Courvalin wrote that more refinery shutdowns were to be expected, “with 850 kb/d of capacity in Houston not yet reported offline.”
- National Weather Service
The refinery shutdowns are having a more immediate impact on gasoline futures, which jumped to two-year highs on Monday. It means drivers can soon expect higher prices at the pump.
Many areas along the Gulf Coast will not have access to gasoline for days or even weeks, said Greg McBride, the chief financial analyst at Bankrate.com. “Those areas that do have gasoline will have long lines, high prices and frequently run out quickly,” McBride said in a note.
Hurricane Harvey is the worst storm to hit Texas in half a century, with winds topping 130 mph and as much as 50 inches of rain expected to be dumped around Houston. By Monday morning, the storm, which made landfall as a Category 4 hurricane, had subsided to a tropical storm with winds of up to 40 mph.

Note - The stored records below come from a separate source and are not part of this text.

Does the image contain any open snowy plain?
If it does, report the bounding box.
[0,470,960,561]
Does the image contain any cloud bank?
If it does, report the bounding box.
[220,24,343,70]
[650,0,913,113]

While the storm’s impact is still being assessed, history shows that oil demand usually takes months to recover after a big hurricane.
- Goldman Sachs
The two outsize demand drops in the chart above were from the hurricanes Katrina and Rita in 2005 and Gustav and Ike in 2008.
“Two caveats to this historical template: the proximity of these pairs of hurricanes overstates the demand impact showed in Exhibit 10, while the magnitude of the onshore production impact of Harvey is unprecedented,” Courvalin said.
In other words, just three days after Harvey made landfall, the storm’s full impact on refineries remains unclear.
“I don’t see it being an extended outage because of just the sheer need” for gasoline, said Rob Thummel, a portfolio manager at Tortoise Capital, which manages $15 billion in energy assets. “These companies are pretty resilient – they persevere through these catastrophes and have been through them before,” he told Business Insider.